Speaking before City Council today, Grizzly Book and Serendipity Shop owner Vanessa Smith said “merchants have without doubt felt the loss of income and business over the last three months.”

“Most merchants are down 40-50 per cent and during the summer that means we will be paying many bills out of our own pockets and recouping the losses is just a vision,” she told Mayor Dave Raven and Council as 14 supporters listened from the gallery. “We fell the Tort of Private Nuisance… would be appropriate in our situation.”

A tort is a civil action based on interference with one’s enjoyment of their property. There are many difference example of that interference, including dust, noise and the interference with regular business. A Tort of Private Nuisance was used to force the City of Vancouver to pay $600,000 to businesswoman Susan Heyes after construction along Cambie Street grossly interfered with her business.

“In Susan Heyes’ case the courts found that officials had negligently misrepresented the nature of the construction method and created a nuisance causing business losses,” Smith told Council. “(The) damages we are asking for are $10,000 per business.”

Smith’s husband, Robert, publicly told Council he would support his wife and would hire a lawyer to take the City to court if it was unwilling to reach some kind of an agreement with the merchants.

“It’s unfortunate that it has come to this,” Raven told Smith and her supporters. “Council tried to do something that was good for the entire community. I have every confidence that it (the expansion) will be good.”

He promised that Council will discuss and seriously consider the merchants’ demands and will reply after it has deliberated. That could take a week or two. He also asked Smith for a list of the business owners who are supporting the demand for compensation.

About 24 businesses are located on Mackenzie Avenue between Victoria Road and Third Street West. Some businesses located on Second and First Street have also complained of lost business during construction.

Does this mean the merchants might actually sue the City? That’s doubtful as even Smith admits that the demand is really a starting point for negotiation.

The merchants all agree that the expansion is needed.

“At the end of the day all of the merchants agree that this is going to be a great thing,” Village Idiot owner Joel Asher told Council when Mayor Raven asked if anyone else had something to add to Smith’s comments.

But that is not the issue. The business owners are angry with Council because they say it failed to adequately notify them about the construction and Councillors didn’t even take the time to ask them how things were going after all the fences were erect, giant holes dug and sidewalks ripped apart.

As reported in The Revelstoke Current over the last three weeks, the merchants have for weeks been upset with what they see as Council’s failure to properly notify them about the construction or even heed their complaints. At least two business owners, Smith and Jason Shoji of Intense Audio Visual, had complained directly to City Hall. Smith even wrote a letter dated May 29 but did not receive a reply until a month later.

To be fair to the City, it did advertise in the local weekly newspaper that construction was due to begin but Smith complained that the ads are so dull and the font used so small that no one can read them.
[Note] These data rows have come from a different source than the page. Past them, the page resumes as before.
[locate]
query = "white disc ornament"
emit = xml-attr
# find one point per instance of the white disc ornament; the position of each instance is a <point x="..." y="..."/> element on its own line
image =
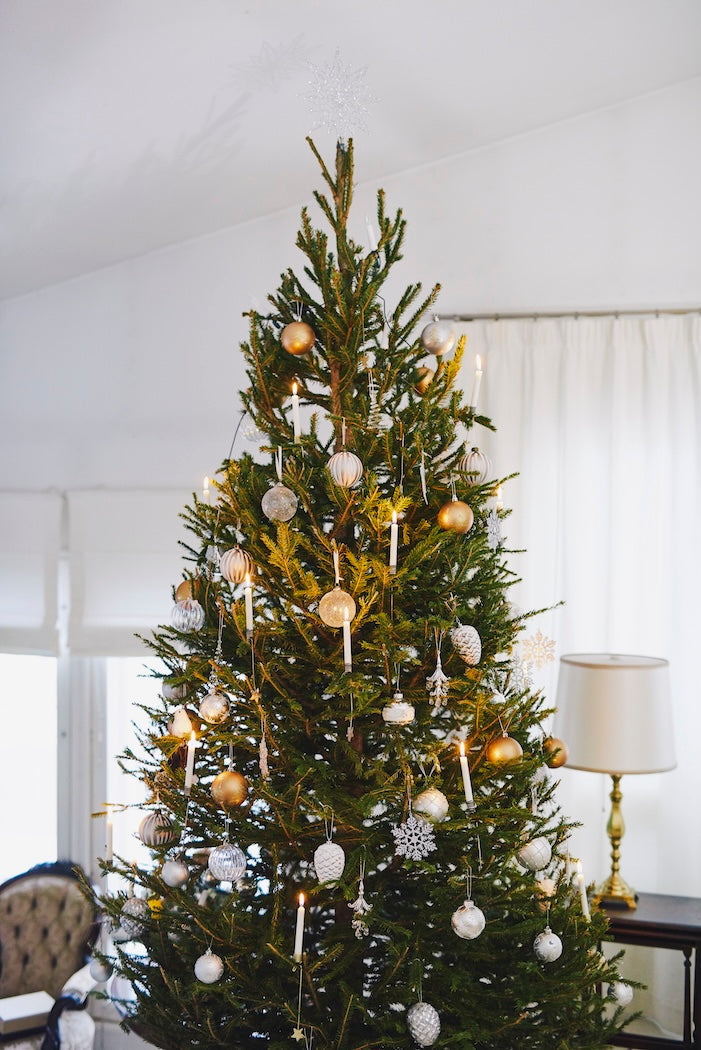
<point x="227" y="862"/>
<point x="399" y="712"/>
<point x="337" y="606"/>
<point x="475" y="465"/>
<point x="156" y="830"/>
<point x="235" y="565"/>
<point x="345" y="468"/>
<point x="174" y="874"/>
<point x="424" y="1024"/>
<point x="101" y="970"/>
<point x="214" y="707"/>
<point x="209" y="967"/>
<point x="439" y="337"/>
<point x="328" y="861"/>
<point x="134" y="914"/>
<point x="467" y="644"/>
<point x="188" y="615"/>
<point x="431" y="803"/>
<point x="620" y="992"/>
<point x="279" y="503"/>
<point x="548" y="946"/>
<point x="535" y="855"/>
<point x="468" y="921"/>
This is an old complaint about the City’s ads, which it is legally required to place in what government deems the “newspaper of record,” and one that municipal officials have been at a loss to fix.

Regardless, business did suffer during construction as both regular local customers and tourists shied away from a downtown core that was in such visible disarray that appeared to be virtually inaccessible.

The expansion was to have been completed June 22, but problems with the bricks and the subterranean piping along Mackenzie forced an extension on the project until July 23. It was not actually completed until July 24 and even so, the bricks that were laid at the intersection of First and Mackenzie may be substandard. They are also unevenly laid. And the mayor said they, too, may well need replacement in a year

The project was supposed to cost about $1 million and, while all the bills have not yet come in, it may be over budget.